If you were to look at a family picture from my childhood, you would say, “What a nice looking family.” We were picture perfect. I grew up in the country in a large home built by my father, a “self-made man” whose company grew to great financial success. My mother, a beautiful woman, worked in marketing, taught Sunday school, and was involved in school activities. She even taught aerobics on the side. We were a busy and successful family.

It was in the midst of this busyness that my world began to privately crumble. My mother often used babysitters when I was young. One babysitter, a high schooler, would take us over to her boyfriend’s house while she was caring for us. It was there that I was first exposed to pornographic videos. I was ten.

Not too long after, friends of the boyfriend began to commit acts against me. They would physically hurt me or threaten me if I resisted. At that age, I wasn’t able to comprehend what was happening. All I knew was that I had a terrible secret, and I began to hate myself.

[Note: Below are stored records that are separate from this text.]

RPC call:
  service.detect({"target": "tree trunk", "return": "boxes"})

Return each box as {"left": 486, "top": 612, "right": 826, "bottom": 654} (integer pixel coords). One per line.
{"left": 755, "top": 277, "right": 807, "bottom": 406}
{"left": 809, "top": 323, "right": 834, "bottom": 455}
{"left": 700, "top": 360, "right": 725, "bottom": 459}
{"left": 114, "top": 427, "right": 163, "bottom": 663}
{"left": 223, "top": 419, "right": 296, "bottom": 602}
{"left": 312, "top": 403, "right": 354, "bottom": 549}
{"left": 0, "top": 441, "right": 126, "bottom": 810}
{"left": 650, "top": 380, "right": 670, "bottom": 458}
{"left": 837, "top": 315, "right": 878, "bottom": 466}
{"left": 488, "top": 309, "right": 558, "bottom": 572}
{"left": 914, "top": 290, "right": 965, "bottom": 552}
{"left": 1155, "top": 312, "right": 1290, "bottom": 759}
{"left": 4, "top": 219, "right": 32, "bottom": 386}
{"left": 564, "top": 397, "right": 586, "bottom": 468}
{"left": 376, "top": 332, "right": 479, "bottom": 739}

The abuse continued as I moved into junior high. It expanded from the friends of my babysitter’s boyfriend to the boys in the neighborhood. I then began to enter into controlling relationships. I remember one in particular.

When I was fifteen, I met a boy in high school who was older than me. He preyed on controlling others, and I willingly came under his mental, emotional, and physical control. If I spoke to another boy in the hallway, he would come beside me and hold my hand. What others could not see is that he would squeeze my hand until I wanted to drop to my knees in pain.

My boyfriend had a friend, Jason, and the three of us did a lot together. Jason was very nice to me; he was kind and nonthreatening. When my boyfriend saw that Jason and I were friends, he told me that I couldn’t hang around with Jason anymore. I obeyed and ended the friendship.

One night, a couple of weeks later, Jason drove to my house in tears. He was armed with a bottle of tequila and a loaded .22 caliber handgun. He said he could not understand why I had stopped being his friend, and he wanted to kill himself. We talked for two hours and mended our friendship. During our conversation, I asked him to unload the gun, and he did. By the time we were finished talking, we were both smiling, and we hugged good night. I gave him back the bullets as there didn’t seem to be a threat anymore—another secret I hid from my family.

The next day, I learned Jason was dead. After Jason left my house, his car slid off the icy country road and got stuck. According to police, he tried to dislodge his car with some boards but was unsuccessful. So he sat back down in the driver’s seat, reloaded the gun, and shot himself in the head. I was the last person to see him alive. Since I had returned the bullets to him, I naturally blamed myself. I was sixteen, and another negative emotion—guilt—was added to my life.

From that point forward, I stopped actively living life in a healthy way. I got pregnant, suffered a miscarriage, and barely graduated high school. I surrounded myself with abusive relationships familiar to what I had experienced in the past. Distrust for people grew, and I began to view myself as “damaged goods” with no value to anyone.

I turned to alcohol, and it helped block out the voices in my mind that screamed I wasn’t good enough or pretty enough or smart enough.